The only way we can affect change around mental illness is to start a conversation about it. According to the American Psychiatric Association, one way we can positively influence reducing the stigma associated with mental illness is to speak out and share our personal stories. My son, Aaron, can no longer effectively share his story. His mind and body have been severely disabled due to his mental illness. Once an avid personal journalist and artist, he can no longer pick up a pencil and write down his thoughts or as easily draw a picture. With his permission, I am speaking out on his behalf and sharing his and my personal stories about mental illness.
According to the National Institute of Mental Health nearly 1 in 5 adults in the U.S. experience mental illness in a given year, and that number is higher for adolescents. With so many people affected by mental illness, why are we so reluctant to talk about it? When Aaron first became ill with schizophrenia, my husband and I did a lot of research on mental illness. Mental illness is due to a chemical imbalance in the most complex part of the human body, the brain. The specific chemicals in the brain that are out of balance, known as “neurotransmitters”, are dopamine, serotonin, and glutamate. Very few people are afraid to disclose to others when they’re having a problem with their liver or gall bladder, or other more minor organs in the human body, but when the most complex part of their body, their brain, is failing they’re afraid to talk about it with people. This must change.

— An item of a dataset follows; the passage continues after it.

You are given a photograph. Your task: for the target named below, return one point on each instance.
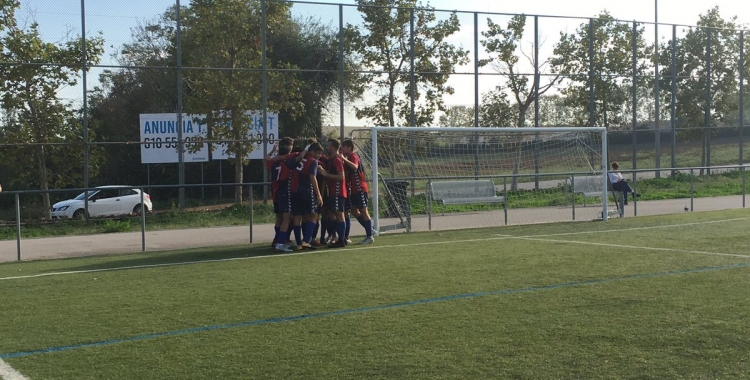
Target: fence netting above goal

Interestingly, when I disclose that I have a son who suffers from schizophrenia to a co-worker or acquaintance, it is not uncommon for them to tell me about their son who has bipolar disease or even that they themselves suffer from depression. It takes only a few simple words to get the conversation started and the impact can be quite beneficial. These conversations have a ripple effect, because the more we talk about mental health with other people, the less scary and worrisome it will be.

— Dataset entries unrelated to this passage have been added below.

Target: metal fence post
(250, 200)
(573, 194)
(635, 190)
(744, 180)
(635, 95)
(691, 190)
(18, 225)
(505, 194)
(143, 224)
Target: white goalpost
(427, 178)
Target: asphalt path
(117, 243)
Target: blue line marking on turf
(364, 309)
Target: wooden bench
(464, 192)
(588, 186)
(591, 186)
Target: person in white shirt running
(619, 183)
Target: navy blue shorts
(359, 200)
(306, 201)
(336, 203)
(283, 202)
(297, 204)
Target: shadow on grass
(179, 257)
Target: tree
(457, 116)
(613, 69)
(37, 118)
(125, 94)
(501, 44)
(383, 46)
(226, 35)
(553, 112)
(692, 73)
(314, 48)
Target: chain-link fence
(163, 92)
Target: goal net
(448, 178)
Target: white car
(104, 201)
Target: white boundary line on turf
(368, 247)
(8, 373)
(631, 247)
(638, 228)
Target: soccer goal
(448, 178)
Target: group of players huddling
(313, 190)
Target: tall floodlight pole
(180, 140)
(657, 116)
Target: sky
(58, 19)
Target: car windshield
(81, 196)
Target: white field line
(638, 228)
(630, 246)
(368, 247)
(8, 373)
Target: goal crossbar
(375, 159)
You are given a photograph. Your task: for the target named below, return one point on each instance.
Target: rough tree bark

Over time through these conversations, the stigma associated with mental illness will be reduced. More importantly, however, the ripple effect can reach beyond a reduction in the stigma. Increased awareness and understanding of mental illness can fuel change in crisis management, care facilities, and medical research. That is my prayer so that Aaron and others impacted by mental illness can have a better quality of life and be healthy, productive members of our communities.